Chapitre XI

Marc


"Je t'aime comme l'on aime certaines choses obscures, de façon secrète, entre l'ombre et l'âme."

Pablo NERUDA


Quand j'ouvre, une tornade blonde rentre en trombe, la même tornade qu'il y a quelques années à la fac.

— Salut, moi, c'est Kaya, dit-elle en se retournant vers moi, merde, c'est vrai que t'es canon.

Je reste surpris de son franc-parler et je comprends pourquoi elles sont si amies. Ce sont les deux mêmes, à l'intérieur, parce que physiquement, il n'y a pas plus différentes. Kaya est exactement comme Bruna me l'a décrite, la réplique parfaite de toutes mes ex.

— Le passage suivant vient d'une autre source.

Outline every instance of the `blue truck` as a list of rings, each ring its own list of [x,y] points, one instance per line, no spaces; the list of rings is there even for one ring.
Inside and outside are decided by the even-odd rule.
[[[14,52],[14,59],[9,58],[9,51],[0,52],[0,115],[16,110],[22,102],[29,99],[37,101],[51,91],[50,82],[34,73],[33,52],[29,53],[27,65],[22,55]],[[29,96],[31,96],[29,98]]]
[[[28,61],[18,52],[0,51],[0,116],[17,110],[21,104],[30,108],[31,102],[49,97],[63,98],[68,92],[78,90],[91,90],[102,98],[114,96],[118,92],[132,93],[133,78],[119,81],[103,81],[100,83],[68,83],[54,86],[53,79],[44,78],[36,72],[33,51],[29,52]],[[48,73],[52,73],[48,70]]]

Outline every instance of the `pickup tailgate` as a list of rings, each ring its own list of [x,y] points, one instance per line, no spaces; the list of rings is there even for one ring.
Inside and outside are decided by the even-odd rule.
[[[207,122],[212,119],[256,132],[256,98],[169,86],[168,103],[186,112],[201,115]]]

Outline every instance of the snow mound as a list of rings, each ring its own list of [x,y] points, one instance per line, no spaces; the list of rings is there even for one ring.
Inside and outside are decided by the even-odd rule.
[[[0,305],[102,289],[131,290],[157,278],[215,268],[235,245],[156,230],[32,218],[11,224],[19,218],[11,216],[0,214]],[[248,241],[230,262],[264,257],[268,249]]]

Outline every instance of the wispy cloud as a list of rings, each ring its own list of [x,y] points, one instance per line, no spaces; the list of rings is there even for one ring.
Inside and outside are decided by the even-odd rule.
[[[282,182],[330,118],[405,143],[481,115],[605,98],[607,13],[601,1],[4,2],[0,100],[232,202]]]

— C'est pour cette belle gueule qu'elle passe tout son temps libre avec toi ? Je ferai pareil, surtout avec tout ce que tu lui....

— Kaya, ferme ta grande bouche ou tu passes par la fenêtre, la stoppe-t-elle dans ses révélations.

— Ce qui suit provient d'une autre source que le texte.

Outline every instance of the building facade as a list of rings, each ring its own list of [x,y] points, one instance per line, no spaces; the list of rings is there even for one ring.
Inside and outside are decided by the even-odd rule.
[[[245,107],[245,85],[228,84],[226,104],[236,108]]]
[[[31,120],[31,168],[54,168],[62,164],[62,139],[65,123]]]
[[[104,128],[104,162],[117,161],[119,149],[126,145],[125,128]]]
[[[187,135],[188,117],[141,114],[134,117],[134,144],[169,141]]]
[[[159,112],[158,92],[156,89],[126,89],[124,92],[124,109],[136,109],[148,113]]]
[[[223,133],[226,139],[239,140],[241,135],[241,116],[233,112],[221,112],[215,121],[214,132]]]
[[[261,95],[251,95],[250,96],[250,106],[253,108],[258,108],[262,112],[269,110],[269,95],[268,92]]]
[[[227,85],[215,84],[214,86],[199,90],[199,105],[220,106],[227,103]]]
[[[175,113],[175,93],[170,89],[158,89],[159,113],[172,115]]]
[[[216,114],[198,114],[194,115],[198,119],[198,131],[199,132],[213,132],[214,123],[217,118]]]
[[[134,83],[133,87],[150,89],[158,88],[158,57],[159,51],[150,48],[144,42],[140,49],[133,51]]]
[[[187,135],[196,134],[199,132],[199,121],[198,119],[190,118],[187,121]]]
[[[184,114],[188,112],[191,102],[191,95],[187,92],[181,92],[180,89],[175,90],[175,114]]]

— Non laisse-la finir, ça devenait intéressant.

— J'avais fini. Dis-moi ma biche, ça va la vie pour toi, je comprends mieux ta mine resplendissante de ces derniers jours.

— Kaya un café ?

— Oui, merci.

— Bébé, t'en veux un aussi ?

— Oui, s'il te plaît.

— Installez-vous sur le canapé, j'arrive.

Je m'échappe à la cuisine préparer leurs boissons, je m'en fais un aussi, ça me parait indispensable pour affronter ce qui arrive. Je tends l'oreille, j'ai un peu honte, mais j'espionne leur conversation, afin de savoir à quoi m'en tenir. Elles chuchotent, mais je ne perds pas une miette de leur échange.

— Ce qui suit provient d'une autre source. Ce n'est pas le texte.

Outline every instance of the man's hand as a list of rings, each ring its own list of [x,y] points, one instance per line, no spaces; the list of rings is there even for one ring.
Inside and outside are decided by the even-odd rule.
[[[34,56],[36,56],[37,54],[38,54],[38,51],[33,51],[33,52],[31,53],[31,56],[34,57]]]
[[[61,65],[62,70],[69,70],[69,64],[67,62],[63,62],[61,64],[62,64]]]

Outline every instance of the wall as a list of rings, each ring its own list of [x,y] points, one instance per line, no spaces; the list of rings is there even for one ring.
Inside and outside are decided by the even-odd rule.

— Ça me fait peur, je te jure, vous allez vite. Tu as été mariée vingt ans, tu as fait ceinture trois ans et, au lieu de t'amuser, tu replonges direct dans un truc sérieux.

— Je sais, mais je ne suis pas comme toi moi, j'ai besoin de stabilité, de sécurité, j'ai besoin d'aimer et de me sentir aimer.

Je vais l'aimer comme personne ne l'a jamais aimée, je vais l'aimer si fort qu'elle ne pourra plus jamais en douter.

— Je suis au courant pour tout ça. Mais si tu t'emballais pour rien ? Je n'ai pas envie de te récupérer complètement brisée.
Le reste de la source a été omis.